In the ongoing series Children’s Games, initiated in 1999, Francis Alÿs portrays children engaging in play worldwide. This collection spans almost forty videos and provides an intimate yet political perspective on the universal connections drawn through games. The videos capture the ingenious ways children use everyday objects — like chairs, coins, and stones — as the basis for their imagination. Through the lens of creativity and an unspoken bond of camaraderie, these prosaic items are given new, symbolic significance.
In this video, Children’s Game #31: Slakken, a group of children gather for a snail racing game.

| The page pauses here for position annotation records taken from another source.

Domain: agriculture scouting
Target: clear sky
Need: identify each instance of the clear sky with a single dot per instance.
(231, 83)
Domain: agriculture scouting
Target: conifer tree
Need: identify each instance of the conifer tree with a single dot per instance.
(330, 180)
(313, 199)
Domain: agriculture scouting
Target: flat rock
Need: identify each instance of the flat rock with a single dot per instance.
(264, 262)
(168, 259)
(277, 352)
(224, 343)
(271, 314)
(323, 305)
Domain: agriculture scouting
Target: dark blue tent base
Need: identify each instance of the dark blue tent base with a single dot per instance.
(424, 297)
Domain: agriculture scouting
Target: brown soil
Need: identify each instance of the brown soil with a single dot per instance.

“The work suggests a nod to German Romantic philosopher Friedrich Schiller and his idea of the redeeming quality of play, which, for him, meant enjoying the liberty of acting without necessity and duty: “for man [...] plays only where he is man in the full meaning of the word, and he is fully man only where he plays.”
Andreas Schlaegel
“Whereas adults are more likely to use speech to process experiences - whereas adults speak -, children play to assimilate the realities they encounter. Their games mimic, mock or defy the rules of the adult society that surrounds them. The act of playing can also help them to cope with traumatic experiences such as those of war by creating a simulacrum of the real and turning the dramatic circumstances around them into a more fictional, ludic world. But the magical thing about a child’s game is that it holds no secrets, “it’s all there is”. We as adults should be faithful to the children we were; remember and trust that moment, the most precious one of our existence.”